Another promising area is the use of pancreatoscopy for intraoperative margin assessment, particularly during pancreatoduodenectomy or extended pancreatectomy for multifocal or extensive IPMN. Conventional frozen section analysis may fail to detect microscopic or skip lesions, potentially leading to incomplete resection or unnecessary extension. Pancreatoscopy offers a means of real-time ductal visualisation beyond the transection plane, which could complement histopathological assessment and refine margin strategy. Integrating pancreatoscopic findings into the surgical algorithm could help avoid both under- and over-treatment, particularly in anatomically complex or borderline cases.

Technological advancements may also support the integration of image-enhancement technologies and artificial intelligence. Techniques such as narrow-band imaging, digital chromoendoscopy, or confocal laser endomicroscopy may improve mucosal contrast and help distinguish between low-grade and high-grade dysplasia. Additionally, emerging machine learning algorithms trained on pancreatoscopic image datasets could offer real-time diagnostic support, flag high-risk features and reduce operator dependency. Such adjuncts, though currently experimental, have shown promise in other areas of endoscopic practice and may accelerate the standardisation and diagnostic accuracy of pancreatoscopy in pancreatic surgery.
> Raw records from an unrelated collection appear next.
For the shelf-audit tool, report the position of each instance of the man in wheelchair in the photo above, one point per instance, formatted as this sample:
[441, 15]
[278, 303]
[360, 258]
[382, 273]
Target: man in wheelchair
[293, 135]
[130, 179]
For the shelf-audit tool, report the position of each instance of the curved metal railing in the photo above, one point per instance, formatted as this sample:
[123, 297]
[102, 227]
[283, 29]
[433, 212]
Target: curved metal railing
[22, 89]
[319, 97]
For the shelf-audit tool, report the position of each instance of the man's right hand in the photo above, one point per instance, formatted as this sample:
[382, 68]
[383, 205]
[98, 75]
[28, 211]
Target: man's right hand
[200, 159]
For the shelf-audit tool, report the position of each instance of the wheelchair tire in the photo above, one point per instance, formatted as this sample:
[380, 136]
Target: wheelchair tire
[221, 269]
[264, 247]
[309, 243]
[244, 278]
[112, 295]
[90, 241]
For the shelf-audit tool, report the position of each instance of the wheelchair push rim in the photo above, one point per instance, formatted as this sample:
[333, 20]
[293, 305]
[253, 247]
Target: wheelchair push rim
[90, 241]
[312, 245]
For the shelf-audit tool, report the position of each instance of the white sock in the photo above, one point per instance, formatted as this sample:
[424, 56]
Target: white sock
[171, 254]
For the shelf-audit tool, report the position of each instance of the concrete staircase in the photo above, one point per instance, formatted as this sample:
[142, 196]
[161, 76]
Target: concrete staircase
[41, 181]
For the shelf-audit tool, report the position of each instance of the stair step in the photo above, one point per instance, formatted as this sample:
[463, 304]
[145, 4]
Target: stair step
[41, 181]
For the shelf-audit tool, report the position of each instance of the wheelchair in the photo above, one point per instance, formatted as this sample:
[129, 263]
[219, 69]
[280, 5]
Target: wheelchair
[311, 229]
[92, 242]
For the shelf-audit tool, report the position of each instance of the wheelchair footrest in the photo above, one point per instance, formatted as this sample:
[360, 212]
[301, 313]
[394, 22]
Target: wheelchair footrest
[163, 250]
Finally, prospective clinical trials and health-economic evaluations are essential to define the true impact of pancreatoscopy on patient outcomes. Questions remain regarding its impact on recurrence, survival rates, reoperation rates, and cost-effectiveness. Comparative trials assessing pancreatoscopy-guided surgery vs standard surgical planning will be crucial in determining its role in future guidelines. Collaborative efforts through international surgical and endoscopic networks will be critical to delivering these studies at scale.

CONCLUSION

In conclusion, pancreatoscopy represents a significant advance in our capability to visualise and manage IPMNs of the pancreas. For suspected IPMN cases, POP provides an additional diagnostic dimension that can confirm the presence of high-risk features and map disease distribution beyond what standard imaging can achieve. For confirmed IPMN at surgery, IOP allows for a final check for residual lesions, enabling surgeons to tailor the extent of resection to each patient’s disease. The evidence so far, drawn from modest-sized series, demonstrates that pancreatoscopy is safe and often impacts management, detecting occult IPMN in approximately 30% of patients and prompting changes in surgical plans in roughly 20%-30% of cases. However, given the paucity of data, current guidelines have appropriately been cautious, and pancreatoscopy is not yet a routine standard of care. As more data emerge, ideally from prospective multi-centre studies, we anticipate that the precise indications for pancreatoscopy will be better defined. If future data confirm that pancreatoscopy leads to improved long-term outcomes (such as reducing the rate of IPMN recurrence or avoiding unnecessary total pancreatectomies), it may become an integral part of IPMN management algorithms. Until then, pancreatoscopy should be considered on a case-by-case basis in specialised centres, particularly for patients in whom an incremental diagnostic or intraoperative insight could change management. The ultimate goal is to optimise treatment for IPMN patients, intervening aggressively enough to prevent progression to pancreatic cancer, yet sparing patients from the morbidity of overly aggressive surgery when it is not needed, and determining when it is warranted. Pancreatoscopy, as a tool to see the unseen within the pancreatic ducts, has the potential to help strike this delicate balance.